Taylor: “Organizations that can adopt AI to manage and analyze data will be better positioned to build powerful relationship with customers over time…Dynamics 365 Customer Insights helps maximize customer lifetime value by surfacing a 360-degree view of the customer – to help organizations unlock insights and determine the best action possible to drive personalized engagement at scale”.

Intended as a line of business-managed system, Dynamics 365 Customer Insights helps reduce the burden on IT, simplifying data unification and systems integration along with built-in compliance and security protocols that safeguard all customer data in a hands-off fashion (Shruti Shukla)

Customer data platform experts will certainly also recognize the key characteristics (or benefits) which Shruti Shukla summarizes in her blog on Microsoft Dynamics 365 Customer Insights:

  • Unification of data – discover, ingest, and store data from all sources and channels, with persistent storage.
  • Self-service – business users, marketers in many cases, who prefer not to have IT around too much can rest assured, line of business can do quite a bit without IT.
  • Data-driven decisions – Microsoft’s CDP comes with analytics, artificial intelligence, and machine learning to go from data to insights and actions, the latter with pre-built connectors for all those tools and platforms companies use (emails, POS, social, etc.).
  • Data ownership – that doesn’t need too much explanation. Quote: “with Dynamics 365 Customer Insights, organizations have complete control over their data as it resides in their own tenant”. Customer data can be connected with Microsoft Power BI to customize dashboards and reports
  • Data protection and compliance – identity resolution and a single unified view of each customer that should make it easier to maintain compliance, whereby the GDPR is explicitly mentioned.
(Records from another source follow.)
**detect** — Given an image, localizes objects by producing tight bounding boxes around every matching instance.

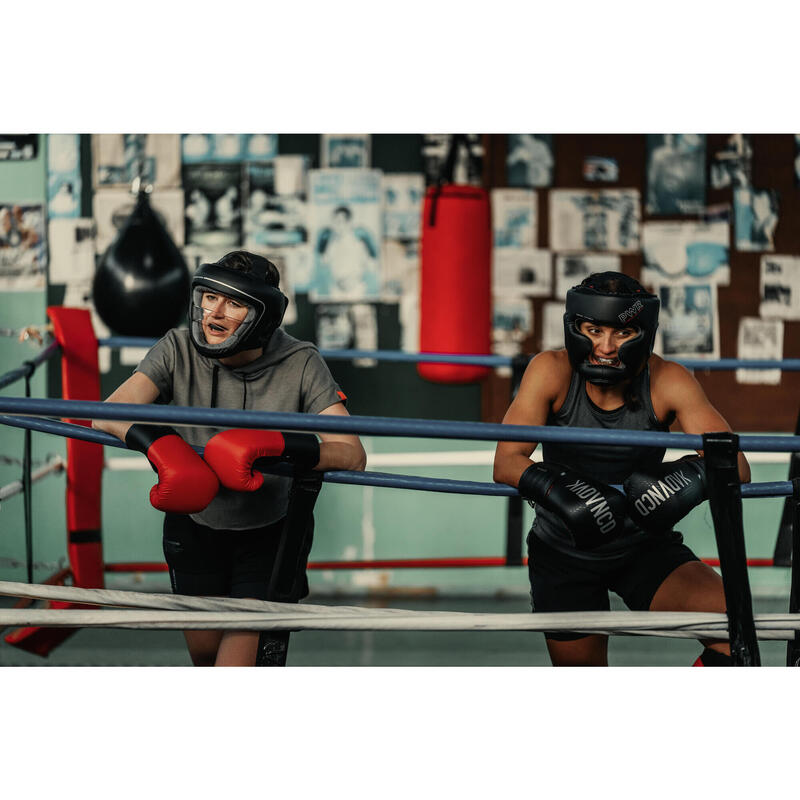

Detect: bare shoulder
[522,350,572,397]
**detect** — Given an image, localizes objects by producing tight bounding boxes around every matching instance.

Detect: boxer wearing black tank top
[494,272,750,666]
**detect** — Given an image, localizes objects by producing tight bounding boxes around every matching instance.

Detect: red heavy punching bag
[417,136,492,383]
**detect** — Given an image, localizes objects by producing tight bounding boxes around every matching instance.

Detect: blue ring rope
[0,416,792,497]
[0,397,800,453]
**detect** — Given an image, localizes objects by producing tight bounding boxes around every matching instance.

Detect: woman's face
[200,291,250,344]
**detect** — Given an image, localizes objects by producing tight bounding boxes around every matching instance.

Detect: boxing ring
[0,316,800,666]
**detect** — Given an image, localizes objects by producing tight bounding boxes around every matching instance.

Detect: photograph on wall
[641,221,730,286]
[647,133,706,215]
[583,156,619,183]
[492,247,553,297]
[383,172,425,239]
[733,187,779,252]
[381,239,419,303]
[92,133,181,189]
[181,133,278,164]
[309,169,381,303]
[242,161,308,249]
[93,189,184,255]
[710,133,753,189]
[47,217,95,284]
[758,256,800,320]
[315,303,378,367]
[490,189,538,249]
[506,133,555,187]
[47,133,83,219]
[541,303,566,350]
[655,284,719,359]
[736,317,783,386]
[422,133,483,186]
[319,133,372,169]
[183,164,242,249]
[550,189,641,253]
[555,253,621,300]
[0,204,47,292]
[492,296,533,377]
[0,133,39,162]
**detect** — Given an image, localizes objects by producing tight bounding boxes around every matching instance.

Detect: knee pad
[256,631,289,667]
[692,647,733,667]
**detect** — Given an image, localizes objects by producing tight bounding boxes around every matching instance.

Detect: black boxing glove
[624,456,707,533]
[518,464,626,550]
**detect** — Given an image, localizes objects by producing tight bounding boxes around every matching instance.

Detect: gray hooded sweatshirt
[136,328,346,530]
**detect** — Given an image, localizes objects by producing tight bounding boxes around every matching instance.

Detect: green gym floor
[0,596,788,667]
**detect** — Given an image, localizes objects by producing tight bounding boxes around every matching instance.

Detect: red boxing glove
[203,428,319,492]
[125,425,219,514]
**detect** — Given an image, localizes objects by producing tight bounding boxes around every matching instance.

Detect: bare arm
[315,403,367,472]
[653,361,750,483]
[493,351,569,487]
[92,372,159,442]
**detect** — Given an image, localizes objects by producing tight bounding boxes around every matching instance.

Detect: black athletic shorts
[528,531,699,641]
[164,513,313,600]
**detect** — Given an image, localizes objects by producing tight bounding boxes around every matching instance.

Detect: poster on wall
[492,296,533,377]
[383,173,425,240]
[542,303,566,350]
[0,133,39,161]
[492,247,553,297]
[243,161,308,249]
[555,253,621,300]
[381,239,419,303]
[315,303,378,367]
[320,133,372,169]
[422,133,483,186]
[655,284,719,359]
[181,133,278,164]
[490,189,538,249]
[710,133,753,189]
[93,189,184,255]
[758,256,800,320]
[583,156,619,183]
[47,133,83,219]
[309,169,381,303]
[641,222,730,286]
[733,187,779,252]
[183,164,242,249]
[47,218,95,285]
[647,133,706,215]
[0,204,47,291]
[736,317,783,386]
[550,189,641,253]
[92,133,181,189]
[506,133,555,187]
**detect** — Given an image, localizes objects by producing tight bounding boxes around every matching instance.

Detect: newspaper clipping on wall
[758,256,800,320]
[656,284,719,360]
[736,317,783,386]
[309,169,381,303]
[641,222,730,286]
[550,189,641,253]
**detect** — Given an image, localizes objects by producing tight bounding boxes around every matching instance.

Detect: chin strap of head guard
[564,285,661,385]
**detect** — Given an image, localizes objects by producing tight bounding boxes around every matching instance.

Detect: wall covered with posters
[0,133,800,431]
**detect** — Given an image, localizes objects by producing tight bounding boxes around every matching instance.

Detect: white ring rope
[0,581,800,639]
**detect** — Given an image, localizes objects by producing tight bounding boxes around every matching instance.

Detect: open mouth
[589,355,622,367]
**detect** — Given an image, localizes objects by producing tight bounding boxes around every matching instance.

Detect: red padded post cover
[47,306,103,588]
[417,185,492,383]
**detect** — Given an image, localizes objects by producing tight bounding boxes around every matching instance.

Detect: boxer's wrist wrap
[282,433,319,470]
[125,423,180,455]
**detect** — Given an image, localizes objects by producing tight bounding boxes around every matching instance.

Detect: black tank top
[533,366,671,559]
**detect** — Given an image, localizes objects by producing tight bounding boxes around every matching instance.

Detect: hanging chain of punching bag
[92,136,189,337]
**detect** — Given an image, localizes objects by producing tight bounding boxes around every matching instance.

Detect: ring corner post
[786,478,800,667]
[703,431,761,667]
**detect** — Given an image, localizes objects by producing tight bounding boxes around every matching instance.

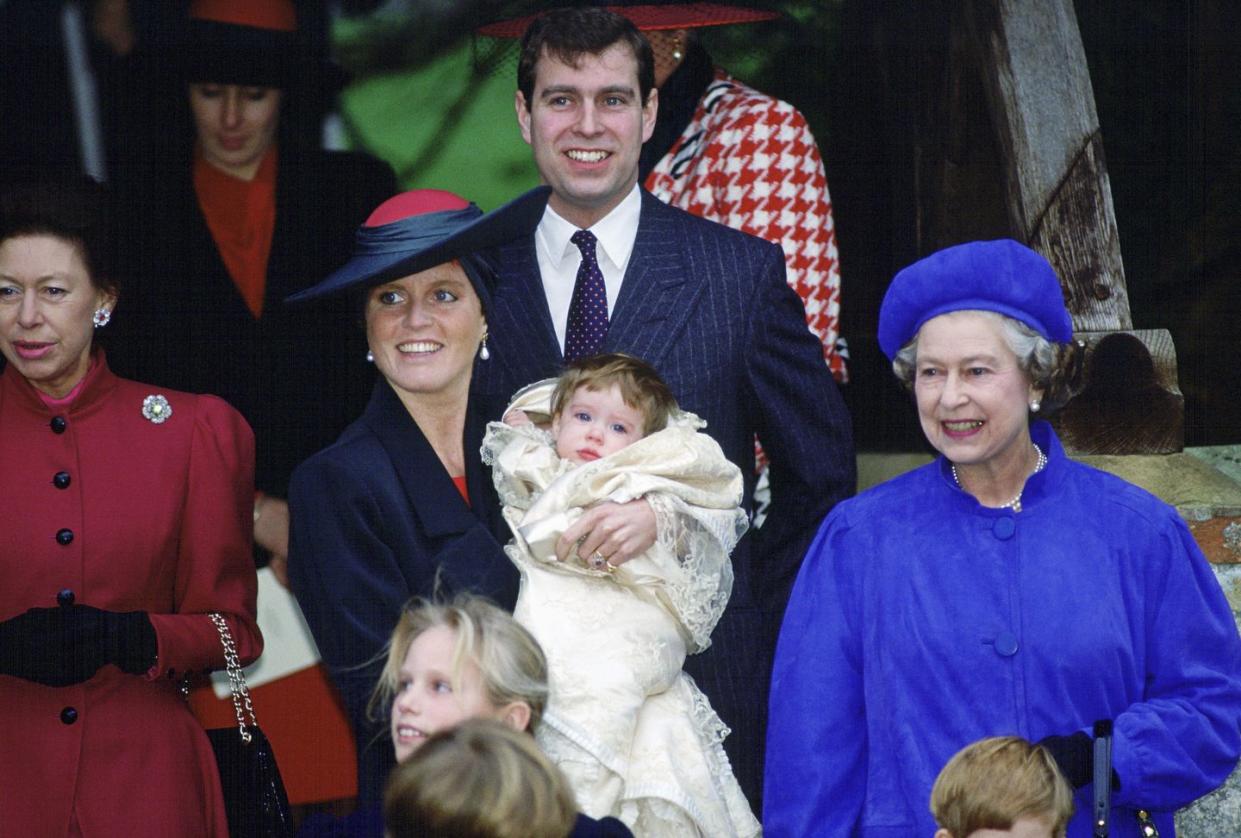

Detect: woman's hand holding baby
[556,498,655,567]
[504,408,534,428]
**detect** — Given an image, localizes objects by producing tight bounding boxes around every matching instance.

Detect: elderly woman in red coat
[0,182,262,836]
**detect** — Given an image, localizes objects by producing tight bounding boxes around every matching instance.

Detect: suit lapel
[603,190,702,366]
[365,379,479,538]
[490,235,563,384]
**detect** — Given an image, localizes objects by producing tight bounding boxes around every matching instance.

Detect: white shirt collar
[535,184,642,276]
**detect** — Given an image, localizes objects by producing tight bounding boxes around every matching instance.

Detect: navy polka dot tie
[565,230,608,361]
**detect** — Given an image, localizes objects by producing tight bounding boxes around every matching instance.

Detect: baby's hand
[504,410,534,428]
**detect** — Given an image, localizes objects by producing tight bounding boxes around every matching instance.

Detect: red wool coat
[0,356,262,837]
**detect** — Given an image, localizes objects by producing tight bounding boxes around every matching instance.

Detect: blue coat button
[992,515,1016,541]
[995,632,1018,658]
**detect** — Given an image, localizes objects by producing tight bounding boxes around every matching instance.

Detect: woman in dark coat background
[113,0,396,571]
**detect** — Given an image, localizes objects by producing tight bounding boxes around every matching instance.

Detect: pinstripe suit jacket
[473,191,855,802]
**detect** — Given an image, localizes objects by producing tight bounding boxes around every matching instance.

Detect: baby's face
[551,384,645,464]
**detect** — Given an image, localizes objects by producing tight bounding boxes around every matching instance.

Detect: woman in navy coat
[289,184,546,803]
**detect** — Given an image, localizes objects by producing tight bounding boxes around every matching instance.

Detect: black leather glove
[1039,730,1095,790]
[0,605,156,687]
[66,605,158,675]
[0,606,87,687]
[1039,730,1121,792]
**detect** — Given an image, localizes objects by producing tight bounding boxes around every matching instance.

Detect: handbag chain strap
[207,611,258,745]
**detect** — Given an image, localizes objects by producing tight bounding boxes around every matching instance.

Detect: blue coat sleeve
[746,247,858,617]
[1113,513,1241,809]
[763,510,867,838]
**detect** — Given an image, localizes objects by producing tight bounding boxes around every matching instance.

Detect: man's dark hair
[517,7,655,110]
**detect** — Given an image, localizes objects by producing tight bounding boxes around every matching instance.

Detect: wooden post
[963,0,1133,331]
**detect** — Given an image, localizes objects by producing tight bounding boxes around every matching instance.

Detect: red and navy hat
[285,186,551,310]
[176,0,330,89]
[478,0,779,37]
[879,238,1073,359]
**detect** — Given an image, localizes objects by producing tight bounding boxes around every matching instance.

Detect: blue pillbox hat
[879,238,1073,359]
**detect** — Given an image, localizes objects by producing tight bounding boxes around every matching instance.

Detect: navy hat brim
[284,186,551,303]
[879,238,1073,359]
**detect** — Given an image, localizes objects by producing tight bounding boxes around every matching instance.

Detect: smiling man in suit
[474,7,855,811]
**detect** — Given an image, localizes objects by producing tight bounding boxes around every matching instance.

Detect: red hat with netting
[478,0,779,37]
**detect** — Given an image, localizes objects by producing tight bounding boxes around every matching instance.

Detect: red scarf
[194,145,277,319]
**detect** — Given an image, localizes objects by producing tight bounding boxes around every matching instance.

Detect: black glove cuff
[113,611,159,675]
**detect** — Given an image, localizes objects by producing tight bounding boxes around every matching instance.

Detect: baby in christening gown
[483,354,761,837]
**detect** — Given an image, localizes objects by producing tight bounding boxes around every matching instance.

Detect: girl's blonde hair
[931,736,1073,838]
[383,719,577,838]
[370,593,547,730]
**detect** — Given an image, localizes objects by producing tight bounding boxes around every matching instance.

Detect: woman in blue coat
[763,241,1241,838]
[288,184,546,802]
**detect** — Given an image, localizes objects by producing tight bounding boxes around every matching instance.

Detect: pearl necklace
[952,442,1047,513]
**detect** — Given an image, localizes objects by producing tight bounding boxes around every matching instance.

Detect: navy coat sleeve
[745,247,858,624]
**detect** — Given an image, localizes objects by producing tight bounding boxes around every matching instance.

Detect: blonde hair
[383,719,577,838]
[551,353,676,436]
[370,593,547,730]
[931,736,1073,838]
Pricing starts at $1,500 per tenant per month for 100,000 profiles. Competitive indeed. Yet, as per usual, it’s the use cases and scenarios that need to drive the decision whether to deploy a CDP from a specific vendor or not, although, of course, your existing platforms and how you want to organize customer data management and analysis – with IT – matter as well.

As one of the customers of Dynamics 365 Customer Insights, Marston’s PLC, emphasizes: “The real benefit of Customer Insights is that it keeps us within the Microsoft Stack” (mentioning the connection to Dynamics 365 Sales; Azure Machine Learning, Azure SQL Servers,…).”.